The Year of the Rooster is rapidly approaching, and I have spent this past week working on a linocut for the annual Baren Forum New Year’s Card Exchange. This will be my first year participating, and I am already having fun getting little printed treasures in the mail every so often.
I chose to base my image on a rooster silhouette of my grandmother’s. She is a very talented artist herself, and a year or two ago gave me some plastic templates she created for blind embossing. One was a rooster’s profile, and I knew right away I wanted to use it for my print. Unfortunately, it is too large for the card exchange, so I shrunk the image on a copier and used that silhouette as the basis for my plates.
I’m always interested in experimenting, so I originally thought I would do a ghost-carbon thing, but it didn’t give the effect I wanted with my plates, so I adjusted the plan. (I still plan to give the ghost-carbon thing another shot for Print Australia’s SSNW—Southern Summer Norther Winter—Mini-Print Exchange, so I’ll describe the process then if it works out.) One plate was the basic silhouette of the rooster, the other a detail plate of feathers and texture. I ended up printing the detail plate in green first, which looks kind of neat and abstracted. Now I am blind embossing the silhouette over that for a subtle textural outline that you only see from certain angles.
The prints are still damp enough to transfer a bit of pigment to the blind emboss plate, and when I cleaned it by printing off onto scrap paper last night, I really liked the effect.
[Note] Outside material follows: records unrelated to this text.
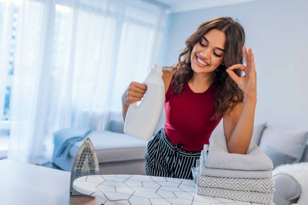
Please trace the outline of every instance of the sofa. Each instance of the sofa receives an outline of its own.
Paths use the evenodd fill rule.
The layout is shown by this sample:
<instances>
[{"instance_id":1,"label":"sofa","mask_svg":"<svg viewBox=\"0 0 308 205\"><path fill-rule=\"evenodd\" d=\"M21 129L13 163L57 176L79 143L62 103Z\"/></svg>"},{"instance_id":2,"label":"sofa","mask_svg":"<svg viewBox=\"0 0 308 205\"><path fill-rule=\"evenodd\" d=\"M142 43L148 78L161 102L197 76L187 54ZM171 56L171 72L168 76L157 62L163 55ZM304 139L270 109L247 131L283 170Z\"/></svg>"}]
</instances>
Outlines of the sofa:
<instances>
[{"instance_id":1,"label":"sofa","mask_svg":"<svg viewBox=\"0 0 308 205\"><path fill-rule=\"evenodd\" d=\"M154 134L164 127L165 122L163 111ZM223 133L222 122L221 120L212 135ZM144 155L148 141L124 134L123 127L122 115L119 113L116 117L110 119L107 130L92 131L87 136L96 149L100 174L145 174ZM274 168L284 163L308 162L308 132L281 130L283 130L282 128L270 126L266 123L255 123L252 140L266 154L268 153ZM294 140L296 138L298 140ZM74 157L84 141L74 143L66 157L62 155L57 157L54 151L53 163L62 170L70 171ZM292 143L295 144L294 148L290 147ZM297 180L287 173L277 173L273 178L276 182L274 202L279 205L296 203L301 191Z\"/></svg>"}]
</instances>

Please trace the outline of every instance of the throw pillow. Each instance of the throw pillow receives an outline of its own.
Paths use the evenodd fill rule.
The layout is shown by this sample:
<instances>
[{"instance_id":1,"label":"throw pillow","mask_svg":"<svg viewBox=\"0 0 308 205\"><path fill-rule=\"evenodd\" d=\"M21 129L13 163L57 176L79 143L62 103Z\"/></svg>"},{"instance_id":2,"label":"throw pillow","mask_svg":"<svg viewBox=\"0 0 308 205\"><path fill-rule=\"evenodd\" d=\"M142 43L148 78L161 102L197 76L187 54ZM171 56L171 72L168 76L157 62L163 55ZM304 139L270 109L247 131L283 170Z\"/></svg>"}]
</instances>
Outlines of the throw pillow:
<instances>
[{"instance_id":1,"label":"throw pillow","mask_svg":"<svg viewBox=\"0 0 308 205\"><path fill-rule=\"evenodd\" d=\"M265 151L270 146L276 150L296 158L294 162L299 162L306 142L307 131L282 130L281 128L266 126L261 137L259 147Z\"/></svg>"},{"instance_id":2,"label":"throw pillow","mask_svg":"<svg viewBox=\"0 0 308 205\"><path fill-rule=\"evenodd\" d=\"M264 152L273 161L274 169L281 164L291 164L296 160L293 156L279 152L268 146L265 147Z\"/></svg>"}]
</instances>

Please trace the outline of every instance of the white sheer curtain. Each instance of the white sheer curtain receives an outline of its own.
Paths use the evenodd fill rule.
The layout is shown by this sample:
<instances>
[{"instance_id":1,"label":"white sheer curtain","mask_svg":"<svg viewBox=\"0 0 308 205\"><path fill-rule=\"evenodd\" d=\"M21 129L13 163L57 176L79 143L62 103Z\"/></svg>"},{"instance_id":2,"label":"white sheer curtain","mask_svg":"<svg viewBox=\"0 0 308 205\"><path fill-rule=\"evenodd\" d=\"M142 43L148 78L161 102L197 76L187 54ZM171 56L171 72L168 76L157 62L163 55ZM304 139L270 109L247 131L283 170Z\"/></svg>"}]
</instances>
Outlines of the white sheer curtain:
<instances>
[{"instance_id":1,"label":"white sheer curtain","mask_svg":"<svg viewBox=\"0 0 308 205\"><path fill-rule=\"evenodd\" d=\"M12 57L10 44L14 5L13 1L0 1L0 121L3 119L9 62Z\"/></svg>"},{"instance_id":2,"label":"white sheer curtain","mask_svg":"<svg viewBox=\"0 0 308 205\"><path fill-rule=\"evenodd\" d=\"M130 82L151 68L165 12L149 1L22 1L8 158L51 159L52 133L107 128Z\"/></svg>"}]
</instances>

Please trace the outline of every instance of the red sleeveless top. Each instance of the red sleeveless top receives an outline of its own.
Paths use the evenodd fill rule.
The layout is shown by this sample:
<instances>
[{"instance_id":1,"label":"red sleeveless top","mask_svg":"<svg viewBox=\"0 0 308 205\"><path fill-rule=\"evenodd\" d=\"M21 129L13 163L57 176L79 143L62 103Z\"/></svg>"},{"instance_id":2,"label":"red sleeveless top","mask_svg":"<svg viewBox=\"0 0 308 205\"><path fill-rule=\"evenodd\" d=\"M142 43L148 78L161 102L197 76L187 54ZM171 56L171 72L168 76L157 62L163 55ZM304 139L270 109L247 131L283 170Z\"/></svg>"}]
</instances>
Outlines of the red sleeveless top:
<instances>
[{"instance_id":1,"label":"red sleeveless top","mask_svg":"<svg viewBox=\"0 0 308 205\"><path fill-rule=\"evenodd\" d=\"M215 87L212 84L205 92L196 93L186 82L179 95L172 94L172 87L170 83L165 101L166 135L175 146L184 144L182 149L185 151L201 151L222 118L221 115L217 120L209 120L214 113L212 89Z\"/></svg>"}]
</instances>

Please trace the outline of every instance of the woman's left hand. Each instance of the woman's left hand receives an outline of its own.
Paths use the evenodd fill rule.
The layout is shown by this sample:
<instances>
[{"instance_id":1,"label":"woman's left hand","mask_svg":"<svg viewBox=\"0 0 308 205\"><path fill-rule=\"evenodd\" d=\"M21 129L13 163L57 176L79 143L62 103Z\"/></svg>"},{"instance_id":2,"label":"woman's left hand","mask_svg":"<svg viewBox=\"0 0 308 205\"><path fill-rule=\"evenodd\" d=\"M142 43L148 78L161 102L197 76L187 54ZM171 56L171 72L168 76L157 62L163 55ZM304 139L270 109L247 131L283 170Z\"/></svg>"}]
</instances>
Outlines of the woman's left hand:
<instances>
[{"instance_id":1,"label":"woman's left hand","mask_svg":"<svg viewBox=\"0 0 308 205\"><path fill-rule=\"evenodd\" d=\"M248 50L248 53L247 53L246 46L243 46L243 52L245 58L246 66L241 64L233 65L226 69L226 71L244 92L244 97L247 96L256 99L257 73L255 69L254 54L252 54L251 48ZM245 75L238 76L232 71L234 69L240 69L244 71Z\"/></svg>"}]
</instances>

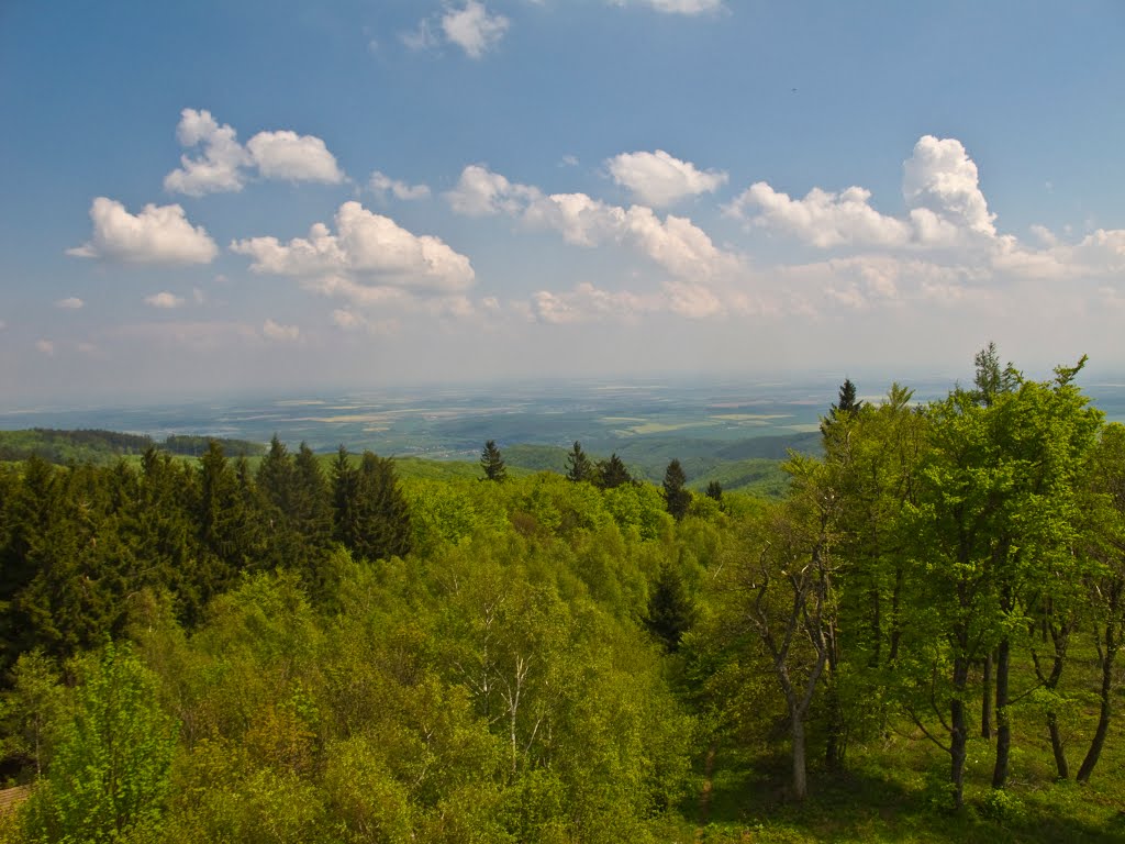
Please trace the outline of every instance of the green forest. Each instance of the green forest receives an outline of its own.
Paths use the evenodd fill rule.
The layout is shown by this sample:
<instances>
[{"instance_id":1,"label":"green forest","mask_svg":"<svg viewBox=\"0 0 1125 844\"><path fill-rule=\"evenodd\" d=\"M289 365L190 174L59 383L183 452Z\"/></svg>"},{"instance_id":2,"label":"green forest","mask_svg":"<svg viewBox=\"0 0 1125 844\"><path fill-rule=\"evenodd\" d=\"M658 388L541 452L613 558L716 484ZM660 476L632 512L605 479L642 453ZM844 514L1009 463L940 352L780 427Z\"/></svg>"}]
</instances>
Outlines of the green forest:
<instances>
[{"instance_id":1,"label":"green forest","mask_svg":"<svg viewBox=\"0 0 1125 844\"><path fill-rule=\"evenodd\" d=\"M845 380L770 496L16 455L0 842L1123 841L1125 427L974 363Z\"/></svg>"}]
</instances>

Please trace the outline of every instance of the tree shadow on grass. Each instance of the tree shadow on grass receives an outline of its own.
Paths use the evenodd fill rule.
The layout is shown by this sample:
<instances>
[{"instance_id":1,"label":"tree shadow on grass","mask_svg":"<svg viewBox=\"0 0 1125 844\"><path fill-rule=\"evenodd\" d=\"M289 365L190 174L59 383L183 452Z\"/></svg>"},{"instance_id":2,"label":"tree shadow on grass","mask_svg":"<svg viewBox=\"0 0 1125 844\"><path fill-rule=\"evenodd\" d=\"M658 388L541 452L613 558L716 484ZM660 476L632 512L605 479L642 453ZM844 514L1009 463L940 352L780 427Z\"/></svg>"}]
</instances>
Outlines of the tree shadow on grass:
<instances>
[{"instance_id":1,"label":"tree shadow on grass","mask_svg":"<svg viewBox=\"0 0 1125 844\"><path fill-rule=\"evenodd\" d=\"M910 774L909 771L897 773ZM1105 824L1073 817L1064 806L1051 807L1051 792L1034 803L1018 798L989 806L988 790L966 791L966 806L947 810L944 771L907 783L871 765L838 774L813 771L809 797L798 802L789 791L789 758L720 748L713 761L706 818L699 806L685 816L699 818L704 842L1076 842L1122 844L1125 815L1109 814ZM1072 785L1063 785L1071 788ZM1045 799L1044 799L1045 798Z\"/></svg>"}]
</instances>

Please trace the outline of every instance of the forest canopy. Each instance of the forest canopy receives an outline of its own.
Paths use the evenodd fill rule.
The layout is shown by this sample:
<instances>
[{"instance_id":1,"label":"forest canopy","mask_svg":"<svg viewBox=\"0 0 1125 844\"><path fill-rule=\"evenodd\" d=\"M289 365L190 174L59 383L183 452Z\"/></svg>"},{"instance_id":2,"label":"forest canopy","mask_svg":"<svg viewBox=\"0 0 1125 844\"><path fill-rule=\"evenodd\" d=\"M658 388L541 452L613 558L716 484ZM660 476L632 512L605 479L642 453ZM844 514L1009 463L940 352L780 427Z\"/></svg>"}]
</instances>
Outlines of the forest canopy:
<instances>
[{"instance_id":1,"label":"forest canopy","mask_svg":"<svg viewBox=\"0 0 1125 844\"><path fill-rule=\"evenodd\" d=\"M578 442L529 475L488 441L460 479L277 438L0 465L2 772L32 785L0 830L899 839L890 790L932 819L902 839L1109 841L1125 428L1083 362L989 347L929 404L845 381L780 500Z\"/></svg>"}]
</instances>

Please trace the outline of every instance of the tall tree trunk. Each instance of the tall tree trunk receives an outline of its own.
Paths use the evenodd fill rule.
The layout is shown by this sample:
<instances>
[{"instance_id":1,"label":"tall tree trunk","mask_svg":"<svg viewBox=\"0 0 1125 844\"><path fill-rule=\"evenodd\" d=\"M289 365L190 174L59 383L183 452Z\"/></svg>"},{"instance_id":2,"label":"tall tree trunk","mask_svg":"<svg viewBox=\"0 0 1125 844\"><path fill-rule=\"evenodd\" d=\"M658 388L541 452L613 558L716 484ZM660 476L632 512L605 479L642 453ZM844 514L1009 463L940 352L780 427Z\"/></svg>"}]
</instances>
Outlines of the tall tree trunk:
<instances>
[{"instance_id":1,"label":"tall tree trunk","mask_svg":"<svg viewBox=\"0 0 1125 844\"><path fill-rule=\"evenodd\" d=\"M981 738L992 738L992 652L984 657L984 676L981 680Z\"/></svg>"},{"instance_id":2,"label":"tall tree trunk","mask_svg":"<svg viewBox=\"0 0 1125 844\"><path fill-rule=\"evenodd\" d=\"M1069 644L1074 622L1071 620L1056 626L1044 614L1042 623L1043 629L1051 635L1051 640L1054 643L1054 658L1051 663L1051 673L1044 676L1043 666L1040 663L1040 656L1035 652L1035 648L1032 648L1032 662L1035 665L1035 676L1040 683L1043 684L1044 689L1053 693L1059 688L1059 680L1062 679L1062 670L1066 661L1066 645ZM1051 735L1051 752L1055 757L1055 770L1059 772L1059 779L1069 780L1070 764L1066 762L1066 748L1063 745L1062 731L1059 728L1059 713L1055 711L1053 704L1047 709L1047 733Z\"/></svg>"},{"instance_id":3,"label":"tall tree trunk","mask_svg":"<svg viewBox=\"0 0 1125 844\"><path fill-rule=\"evenodd\" d=\"M844 708L840 704L836 677L828 680L828 738L825 744L825 766L832 773L844 770L844 753L847 742L844 737Z\"/></svg>"},{"instance_id":4,"label":"tall tree trunk","mask_svg":"<svg viewBox=\"0 0 1125 844\"><path fill-rule=\"evenodd\" d=\"M899 614L902 601L902 582L906 580L906 569L902 564L894 566L894 591L891 593L891 653L888 654L888 662L893 665L899 658L899 641L902 638L902 621Z\"/></svg>"},{"instance_id":5,"label":"tall tree trunk","mask_svg":"<svg viewBox=\"0 0 1125 844\"><path fill-rule=\"evenodd\" d=\"M958 654L953 659L954 691L950 701L950 782L953 784L955 809L965 805L965 744L969 739L969 722L965 718L965 701L961 693L968 683L969 657Z\"/></svg>"},{"instance_id":6,"label":"tall tree trunk","mask_svg":"<svg viewBox=\"0 0 1125 844\"><path fill-rule=\"evenodd\" d=\"M1101 657L1101 711L1098 715L1098 728L1094 734L1094 740L1090 742L1090 749L1086 752L1086 758L1082 760L1082 766L1078 769L1078 781L1089 782L1090 774L1094 773L1094 766L1098 764L1098 757L1101 756L1101 748L1106 743L1106 734L1109 731L1109 718L1113 715L1113 679L1114 679L1114 661L1117 657L1117 648L1120 643L1117 640L1114 631L1114 621L1110 620L1106 622L1106 647L1098 655Z\"/></svg>"},{"instance_id":7,"label":"tall tree trunk","mask_svg":"<svg viewBox=\"0 0 1125 844\"><path fill-rule=\"evenodd\" d=\"M1070 764L1066 762L1066 748L1063 747L1062 734L1059 731L1059 715L1053 709L1047 712L1047 730L1051 733L1051 751L1054 753L1059 779L1069 780Z\"/></svg>"},{"instance_id":8,"label":"tall tree trunk","mask_svg":"<svg viewBox=\"0 0 1125 844\"><path fill-rule=\"evenodd\" d=\"M790 707L789 717L792 721L793 740L793 797L796 800L803 800L809 793L809 781L806 773L804 718L795 707Z\"/></svg>"},{"instance_id":9,"label":"tall tree trunk","mask_svg":"<svg viewBox=\"0 0 1125 844\"><path fill-rule=\"evenodd\" d=\"M996 767L992 788L1002 789L1008 782L1008 760L1011 753L1011 715L1008 712L1008 676L1011 666L1011 643L1005 636L996 649Z\"/></svg>"}]
</instances>

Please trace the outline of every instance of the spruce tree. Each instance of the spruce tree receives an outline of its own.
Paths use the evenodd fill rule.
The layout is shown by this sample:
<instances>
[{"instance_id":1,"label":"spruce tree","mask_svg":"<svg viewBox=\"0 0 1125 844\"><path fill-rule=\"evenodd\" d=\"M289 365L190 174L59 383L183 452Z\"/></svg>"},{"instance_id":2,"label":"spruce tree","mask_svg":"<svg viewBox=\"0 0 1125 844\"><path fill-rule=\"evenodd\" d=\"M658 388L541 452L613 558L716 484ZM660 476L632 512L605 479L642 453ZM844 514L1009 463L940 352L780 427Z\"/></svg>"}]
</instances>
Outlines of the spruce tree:
<instances>
[{"instance_id":1,"label":"spruce tree","mask_svg":"<svg viewBox=\"0 0 1125 844\"><path fill-rule=\"evenodd\" d=\"M590 458L586 457L586 452L582 450L582 443L577 440L574 442L574 449L566 457L566 465L567 481L582 483L583 481L593 479L594 466L591 464Z\"/></svg>"},{"instance_id":2,"label":"spruce tree","mask_svg":"<svg viewBox=\"0 0 1125 844\"><path fill-rule=\"evenodd\" d=\"M364 451L352 468L343 446L333 464L336 538L356 557L376 560L411 550L410 509L394 463Z\"/></svg>"},{"instance_id":3,"label":"spruce tree","mask_svg":"<svg viewBox=\"0 0 1125 844\"><path fill-rule=\"evenodd\" d=\"M692 626L694 607L684 589L678 568L665 560L660 574L648 599L645 627L664 645L668 653L675 653L680 640Z\"/></svg>"},{"instance_id":4,"label":"spruce tree","mask_svg":"<svg viewBox=\"0 0 1125 844\"><path fill-rule=\"evenodd\" d=\"M692 493L685 486L687 477L680 466L678 459L673 459L664 473L664 505L677 522L687 515L692 503Z\"/></svg>"},{"instance_id":5,"label":"spruce tree","mask_svg":"<svg viewBox=\"0 0 1125 844\"><path fill-rule=\"evenodd\" d=\"M488 440L480 451L480 468L485 470L485 476L482 478L484 481L498 483L507 477L504 458L501 457L500 449L496 448L496 440Z\"/></svg>"},{"instance_id":6,"label":"spruce tree","mask_svg":"<svg viewBox=\"0 0 1125 844\"><path fill-rule=\"evenodd\" d=\"M597 464L597 485L603 490L613 490L622 484L632 483L632 475L626 468L624 463L618 457L616 451L610 455L609 460L600 460Z\"/></svg>"}]
</instances>

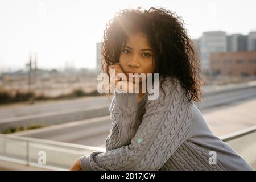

So I’m doing some incidental ghost prints as a separate edition during the blind emboss. Actually, it might be fun to try a little series of animal silhouettes using this technique.
It was a bit beyond the camera’s ability to capture the embossing, so you’ll just have to take my word for that one. At any rate, here is the completed print.
Julie dear, I love the rooster!!!!! although on my computer I could not make out the details. You amaze me with your talent.. Keep up your work. Love you so very much.